I want to classify aerosol types from CALIPSO- CALOP data. Which software is suitable for analysis of this data and for processing suggest some literature?
On the CALIPSO pages you can find not only the data, but also a lot of documentation and tools for MATLAB and IDL. Unfortunately, although MATLAB is easy to handle, it is not free (far from it!).
Software is only a tool; depends on what actually you would like to do. How do you propose to classify the aerosol types? The tool should be selected based on the physics of the scheme
Mr. Krishna Moorthy - I assume that the aerosol types meant are those defined in the CALIOP retrieval algorithm, which would be clean marine, clean/polluted dust, clean/polluted continental, and smoke. These types are based on the detected depolarization ratio and color ratio, but in cases where the measurement does not contain enough information, (also) on a climatology.

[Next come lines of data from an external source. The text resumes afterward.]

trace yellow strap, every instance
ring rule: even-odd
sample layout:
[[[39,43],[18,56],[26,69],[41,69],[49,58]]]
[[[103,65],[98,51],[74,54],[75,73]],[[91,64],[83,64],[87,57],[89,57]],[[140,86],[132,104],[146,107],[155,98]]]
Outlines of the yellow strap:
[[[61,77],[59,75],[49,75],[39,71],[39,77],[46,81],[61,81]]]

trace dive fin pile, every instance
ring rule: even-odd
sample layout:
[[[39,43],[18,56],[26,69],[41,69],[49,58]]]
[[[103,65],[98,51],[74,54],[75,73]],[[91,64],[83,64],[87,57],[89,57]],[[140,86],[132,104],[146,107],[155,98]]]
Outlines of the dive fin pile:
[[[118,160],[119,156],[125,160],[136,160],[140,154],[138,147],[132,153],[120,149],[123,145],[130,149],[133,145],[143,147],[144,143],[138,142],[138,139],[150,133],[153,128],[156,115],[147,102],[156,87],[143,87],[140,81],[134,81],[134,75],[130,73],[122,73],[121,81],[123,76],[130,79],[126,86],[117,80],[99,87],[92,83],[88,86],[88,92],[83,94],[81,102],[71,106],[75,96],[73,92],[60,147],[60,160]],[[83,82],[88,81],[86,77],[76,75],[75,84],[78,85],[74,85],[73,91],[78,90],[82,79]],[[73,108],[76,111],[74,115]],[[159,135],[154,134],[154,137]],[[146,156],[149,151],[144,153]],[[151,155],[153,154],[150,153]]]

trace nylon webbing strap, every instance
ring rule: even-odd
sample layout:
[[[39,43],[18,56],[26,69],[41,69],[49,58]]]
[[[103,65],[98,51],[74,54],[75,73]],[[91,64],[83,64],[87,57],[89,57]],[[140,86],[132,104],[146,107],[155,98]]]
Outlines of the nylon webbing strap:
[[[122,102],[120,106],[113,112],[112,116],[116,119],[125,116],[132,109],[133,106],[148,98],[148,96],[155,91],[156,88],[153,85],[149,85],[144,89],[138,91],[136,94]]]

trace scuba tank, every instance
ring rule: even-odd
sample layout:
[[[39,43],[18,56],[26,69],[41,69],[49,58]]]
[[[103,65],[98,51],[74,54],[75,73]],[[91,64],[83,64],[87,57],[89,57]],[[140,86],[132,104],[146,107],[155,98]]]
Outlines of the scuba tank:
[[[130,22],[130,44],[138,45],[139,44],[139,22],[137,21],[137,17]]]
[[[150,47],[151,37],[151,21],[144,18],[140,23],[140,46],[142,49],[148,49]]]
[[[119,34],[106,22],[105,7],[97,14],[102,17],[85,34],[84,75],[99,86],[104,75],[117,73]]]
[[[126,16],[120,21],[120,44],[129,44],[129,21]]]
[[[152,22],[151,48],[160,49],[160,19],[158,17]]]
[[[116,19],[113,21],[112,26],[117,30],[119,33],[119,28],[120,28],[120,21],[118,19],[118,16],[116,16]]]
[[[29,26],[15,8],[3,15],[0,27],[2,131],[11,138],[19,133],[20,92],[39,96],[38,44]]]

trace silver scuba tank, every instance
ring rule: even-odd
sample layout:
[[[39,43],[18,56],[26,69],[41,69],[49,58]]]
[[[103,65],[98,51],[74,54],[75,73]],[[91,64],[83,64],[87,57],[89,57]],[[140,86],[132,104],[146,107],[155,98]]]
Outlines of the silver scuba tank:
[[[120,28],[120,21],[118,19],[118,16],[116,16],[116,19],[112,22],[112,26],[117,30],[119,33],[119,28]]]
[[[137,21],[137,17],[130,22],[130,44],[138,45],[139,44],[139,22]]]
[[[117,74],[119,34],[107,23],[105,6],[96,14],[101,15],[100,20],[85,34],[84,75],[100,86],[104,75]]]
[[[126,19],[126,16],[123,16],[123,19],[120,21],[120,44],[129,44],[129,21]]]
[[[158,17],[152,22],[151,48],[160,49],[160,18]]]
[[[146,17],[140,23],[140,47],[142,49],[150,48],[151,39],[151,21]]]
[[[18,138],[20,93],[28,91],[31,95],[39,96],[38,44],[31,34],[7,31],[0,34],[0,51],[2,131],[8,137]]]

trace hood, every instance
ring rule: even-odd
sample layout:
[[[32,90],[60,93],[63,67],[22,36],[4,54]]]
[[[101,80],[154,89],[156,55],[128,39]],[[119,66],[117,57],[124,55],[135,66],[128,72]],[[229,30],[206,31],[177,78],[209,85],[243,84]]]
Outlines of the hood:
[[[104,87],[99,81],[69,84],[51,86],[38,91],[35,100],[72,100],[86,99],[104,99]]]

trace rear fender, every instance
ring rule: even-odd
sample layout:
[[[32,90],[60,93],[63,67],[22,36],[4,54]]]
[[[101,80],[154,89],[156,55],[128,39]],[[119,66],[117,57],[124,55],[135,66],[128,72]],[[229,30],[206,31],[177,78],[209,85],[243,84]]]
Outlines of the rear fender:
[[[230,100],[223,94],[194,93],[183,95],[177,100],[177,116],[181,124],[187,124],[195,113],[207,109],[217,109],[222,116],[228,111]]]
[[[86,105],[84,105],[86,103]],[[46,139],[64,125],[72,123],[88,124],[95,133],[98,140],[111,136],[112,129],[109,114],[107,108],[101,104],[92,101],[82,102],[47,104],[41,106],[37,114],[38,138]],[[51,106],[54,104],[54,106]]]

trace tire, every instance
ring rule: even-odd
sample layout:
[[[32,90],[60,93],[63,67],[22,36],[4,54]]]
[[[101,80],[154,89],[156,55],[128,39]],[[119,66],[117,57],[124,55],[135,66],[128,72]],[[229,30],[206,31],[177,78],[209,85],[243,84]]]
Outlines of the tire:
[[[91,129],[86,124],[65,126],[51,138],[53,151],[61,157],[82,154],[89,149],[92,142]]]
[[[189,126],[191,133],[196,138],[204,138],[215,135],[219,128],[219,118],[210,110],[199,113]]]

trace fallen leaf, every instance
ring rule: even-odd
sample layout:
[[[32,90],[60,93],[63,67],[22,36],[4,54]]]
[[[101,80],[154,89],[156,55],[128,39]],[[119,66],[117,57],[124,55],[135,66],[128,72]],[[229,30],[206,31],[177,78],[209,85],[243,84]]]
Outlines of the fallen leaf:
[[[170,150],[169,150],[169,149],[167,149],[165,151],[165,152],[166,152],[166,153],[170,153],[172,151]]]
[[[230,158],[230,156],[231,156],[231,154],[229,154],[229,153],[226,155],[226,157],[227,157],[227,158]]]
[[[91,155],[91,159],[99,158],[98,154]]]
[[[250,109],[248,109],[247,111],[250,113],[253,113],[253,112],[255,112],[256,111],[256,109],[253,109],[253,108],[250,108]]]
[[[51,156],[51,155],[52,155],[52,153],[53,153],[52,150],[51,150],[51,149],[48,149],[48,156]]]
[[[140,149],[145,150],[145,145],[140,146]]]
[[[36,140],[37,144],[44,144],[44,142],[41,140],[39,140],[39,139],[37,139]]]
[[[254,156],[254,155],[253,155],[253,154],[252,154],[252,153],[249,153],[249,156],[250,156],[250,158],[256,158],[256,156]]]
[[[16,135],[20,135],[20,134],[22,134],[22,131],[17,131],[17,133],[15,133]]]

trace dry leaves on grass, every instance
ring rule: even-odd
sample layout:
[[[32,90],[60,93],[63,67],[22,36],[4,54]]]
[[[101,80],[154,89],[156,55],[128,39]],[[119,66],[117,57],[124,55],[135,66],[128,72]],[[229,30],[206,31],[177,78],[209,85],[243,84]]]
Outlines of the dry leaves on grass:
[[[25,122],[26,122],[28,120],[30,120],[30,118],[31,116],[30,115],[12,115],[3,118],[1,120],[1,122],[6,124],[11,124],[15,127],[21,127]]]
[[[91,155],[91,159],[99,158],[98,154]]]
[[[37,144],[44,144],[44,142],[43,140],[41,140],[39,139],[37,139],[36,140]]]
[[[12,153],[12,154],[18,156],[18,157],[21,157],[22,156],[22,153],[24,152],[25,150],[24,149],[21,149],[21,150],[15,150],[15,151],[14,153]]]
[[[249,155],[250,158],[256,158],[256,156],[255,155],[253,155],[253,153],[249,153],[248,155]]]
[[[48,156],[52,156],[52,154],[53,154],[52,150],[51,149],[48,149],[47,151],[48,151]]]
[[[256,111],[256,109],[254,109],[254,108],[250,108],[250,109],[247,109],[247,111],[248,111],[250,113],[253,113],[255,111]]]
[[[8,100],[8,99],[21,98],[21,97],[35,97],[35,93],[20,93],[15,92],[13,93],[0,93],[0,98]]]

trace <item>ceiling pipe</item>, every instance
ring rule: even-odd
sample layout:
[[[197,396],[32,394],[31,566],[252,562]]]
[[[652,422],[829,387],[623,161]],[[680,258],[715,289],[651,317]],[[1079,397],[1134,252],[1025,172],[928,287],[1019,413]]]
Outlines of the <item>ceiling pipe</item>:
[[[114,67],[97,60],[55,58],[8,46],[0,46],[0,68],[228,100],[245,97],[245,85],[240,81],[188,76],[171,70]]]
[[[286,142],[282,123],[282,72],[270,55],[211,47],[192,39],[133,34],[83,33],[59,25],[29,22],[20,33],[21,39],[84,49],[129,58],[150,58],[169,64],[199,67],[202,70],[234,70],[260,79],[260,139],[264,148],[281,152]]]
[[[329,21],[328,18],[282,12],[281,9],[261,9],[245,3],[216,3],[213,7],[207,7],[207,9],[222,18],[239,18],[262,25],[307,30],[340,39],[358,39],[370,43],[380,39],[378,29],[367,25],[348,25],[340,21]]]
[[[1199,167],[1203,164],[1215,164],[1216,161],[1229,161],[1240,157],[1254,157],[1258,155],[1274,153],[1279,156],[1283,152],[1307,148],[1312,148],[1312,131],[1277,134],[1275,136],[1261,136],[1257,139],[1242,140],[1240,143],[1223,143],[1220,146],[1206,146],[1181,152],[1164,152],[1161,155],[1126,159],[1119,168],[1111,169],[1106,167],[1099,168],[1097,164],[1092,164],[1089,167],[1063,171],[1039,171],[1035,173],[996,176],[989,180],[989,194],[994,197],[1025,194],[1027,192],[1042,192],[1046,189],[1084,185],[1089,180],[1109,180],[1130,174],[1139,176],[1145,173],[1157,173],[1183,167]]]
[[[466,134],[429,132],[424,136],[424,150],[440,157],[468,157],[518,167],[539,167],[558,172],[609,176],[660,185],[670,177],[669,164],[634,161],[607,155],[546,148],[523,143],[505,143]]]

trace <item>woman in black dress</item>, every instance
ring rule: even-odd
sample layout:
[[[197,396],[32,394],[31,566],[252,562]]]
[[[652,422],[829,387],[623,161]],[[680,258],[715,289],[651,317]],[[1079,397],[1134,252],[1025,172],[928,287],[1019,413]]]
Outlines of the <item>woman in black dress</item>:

Level-2 CALIOP data can most conveniently be read using tools developed for MATLAB or IDL (as mentioned above), because the data structure is not very intuitive. Maybe these tools can be easily adapted to Octave (or Python?), but I don't have any experience with that.
A word of warning, though: CALIOP results are not always as reliable as they may appear! The extinction and aerosol type suffer grievous errors under certain circumstances. There are several papers on these problems in JGR (I think) - try looking for papers (co-) authored by D. Winker. Here's one from ACP:
Hello Marioes, The last paragraph of your comment is the most important fact. All operational algorithms are developed considering certain zero-order features, which could be valid under ideal conditions.. like ideal dust/ ideal sea-salt etc. Operational algorithms are meant for quick look products, which might form ancillary data, rather than primary. So to infer aerosol types from the spectral extinction and depolarization, one should really consider the physics behind the process (scattering and absorption) and how it would manifest in the backscattered lidar signals.
Indeed - and don't forget the terrible signal-to-noise ratio of CALIOP! I (naively) thought that CALIOP would essentially provide the answers to all our aerosol questions until I started working with the data. That doesn't mean that it isn't good --- just not as good as I thought!